Por lo tanto, la confirmación, como signo visible de la gracia invisible, está claramente destinada a ser la manifestación sacramental de la fuerza propulsora de Pentecostés sobre la vida de los apóstoles y los que siguen en la fe apostólica.
Y como resultado directo de esta conclusión, la confirmación claramente no tiene nada que ver con la preparación aprendida, la madurez o la elección de la persona a ser confirmada.
El testimonio bíblico de Pentecostés testifica que los apóstoles eran un grupo apiñado de personas asustadas y poco receptivas que son transformadas por el poder del Espíritu Santo en evangelistas valientes y mártires por Cristo. (Hechos 2; Juan 20).
Se demostró que eran inadecuados y no estaban preparados para la vida y la tarea que tenían por delante; Dios les dio la gracia necesaria como un obsequio.
Si la confirmación es la manifestación sacramental de esa realidad, entonces la disposición, ya sea a través de la catequesis, la elección personal o de otra manera, de la persona humana para recibir la gracia que se ofrece no es en última instancia el problema.
La confirmación es un signo sacramental del poder transformador de Dios que se ve ensombrecido siempre que se pone énfasis en la madurez o elección del candidato.
Como bien dice Monseñor Paul McPartlan, todos los sacramentos son regalos gratuitos e inmerecidos para nosotros.
Pentecostés no fue una señal de que la humanidad se había vuelto repentinamente más receptiva a las obras de Dios, sino que, en Cristo, la humanidad ahora se vuelve receptiva a la gracia en un grado nunca antes imaginado.
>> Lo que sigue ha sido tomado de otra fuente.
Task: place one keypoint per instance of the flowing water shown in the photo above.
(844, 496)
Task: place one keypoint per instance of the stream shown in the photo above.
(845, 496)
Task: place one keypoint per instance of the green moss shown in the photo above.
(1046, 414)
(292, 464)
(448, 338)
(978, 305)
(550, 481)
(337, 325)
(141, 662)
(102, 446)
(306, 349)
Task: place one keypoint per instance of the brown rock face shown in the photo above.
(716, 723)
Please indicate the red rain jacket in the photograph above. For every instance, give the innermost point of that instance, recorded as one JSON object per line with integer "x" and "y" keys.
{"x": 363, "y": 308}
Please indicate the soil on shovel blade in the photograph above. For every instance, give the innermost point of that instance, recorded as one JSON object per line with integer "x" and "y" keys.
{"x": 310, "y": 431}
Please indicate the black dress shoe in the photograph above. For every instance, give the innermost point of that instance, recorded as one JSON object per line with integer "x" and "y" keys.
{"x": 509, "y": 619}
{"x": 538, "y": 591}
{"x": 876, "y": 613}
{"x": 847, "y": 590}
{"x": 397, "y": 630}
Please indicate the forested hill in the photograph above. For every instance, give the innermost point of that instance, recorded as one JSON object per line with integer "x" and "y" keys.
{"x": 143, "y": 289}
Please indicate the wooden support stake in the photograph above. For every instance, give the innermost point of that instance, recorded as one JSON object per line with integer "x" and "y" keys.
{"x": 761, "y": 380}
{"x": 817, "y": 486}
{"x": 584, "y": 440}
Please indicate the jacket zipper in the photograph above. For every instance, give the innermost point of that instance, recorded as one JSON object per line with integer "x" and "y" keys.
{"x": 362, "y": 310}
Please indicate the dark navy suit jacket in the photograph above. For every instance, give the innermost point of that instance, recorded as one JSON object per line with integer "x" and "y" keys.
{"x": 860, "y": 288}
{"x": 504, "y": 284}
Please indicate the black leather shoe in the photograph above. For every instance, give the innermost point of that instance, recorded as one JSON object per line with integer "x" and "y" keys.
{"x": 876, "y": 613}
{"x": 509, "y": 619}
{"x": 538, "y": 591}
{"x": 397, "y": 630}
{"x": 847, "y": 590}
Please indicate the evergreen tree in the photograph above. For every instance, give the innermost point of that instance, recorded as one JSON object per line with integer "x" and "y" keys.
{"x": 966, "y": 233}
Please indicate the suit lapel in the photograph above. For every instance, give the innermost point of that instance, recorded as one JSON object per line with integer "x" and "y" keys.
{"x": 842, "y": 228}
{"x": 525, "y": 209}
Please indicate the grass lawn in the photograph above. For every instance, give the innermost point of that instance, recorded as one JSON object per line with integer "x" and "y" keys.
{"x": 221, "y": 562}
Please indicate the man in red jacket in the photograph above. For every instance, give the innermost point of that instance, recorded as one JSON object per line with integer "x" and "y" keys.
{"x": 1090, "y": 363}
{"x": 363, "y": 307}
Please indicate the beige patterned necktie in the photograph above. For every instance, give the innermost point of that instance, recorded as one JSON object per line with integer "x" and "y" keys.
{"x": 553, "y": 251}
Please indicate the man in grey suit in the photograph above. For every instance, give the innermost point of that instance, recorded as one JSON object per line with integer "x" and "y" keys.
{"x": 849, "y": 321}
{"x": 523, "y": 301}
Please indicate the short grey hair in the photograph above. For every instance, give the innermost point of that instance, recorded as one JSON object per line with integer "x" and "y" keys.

Lo que sucedió ese día - y lo que así sucede con cada celebración sacramental de esa realidad - es una proclamación de que, como dice el padre dominico Liam Walsh, «se acabó el tiempo de los pedagogos y de ser guiados de la mano y de la religión infantil. El régimen de gracia ha alcanzado la mayoría de edad».
En ese sentido, la confirmación es un sacramento de madurez cristiana: en la gracia.
Es demostrable que tiene poco que ver con la disposición de la persona a optar por recibirlo, una realidad teológica que se evidencia en el hecho de que se puede confirmar un infante en peligro de muerte. (CIC, c. 889, § 2).
La confirmación ciertamente concierne a nuestra madurez e identidad como cristianos, pero es nuestra identidad como nuevas criaturas de gracia, no nuestra identidad como la elegimos o la construimos.
Es una «confirmación» sacramental del hecho de que la existencia como miembro del Cuerpo Místico de Cristo implica necesariamente un anuncio del Evangelio en cualquier forma que adopte, como implican las palabras de Lumen Gentium.
Además, existe el peligro inherente de que concebir la confirmación como una elección madura o un compromiso electo ponga más énfasis en el candidato y su capacidad para participar una vez más en la tendencia moderna de una reinvención consumista crónica del yo en lugar de las misteriosas obras de Dios en gracia.
Al revisar la teología inherente a la confirmación, es evidente - en palabras del padre dominico Austin P. Milner - que «la confirmación no es ni ha sido nunca un sacramento de compromiso: es el sacramento del misterio de Pentecostés».
Pasar por alto este hecho plantea el peligro de transmitir una idea distorsionada del cristianismo y de la confirmación, precisamente porque enmarcar la confirmación como una elección hecha en la madurez cristiana parece enfatizar un sentido de autoperfeccionamiento pelagiano sobre el misterioso funcionamiento de la gracia.
Si ese es el mensaje catequético final que reciben los niños, no es de extrañar que de ahí en adelante abandonen la Iglesia.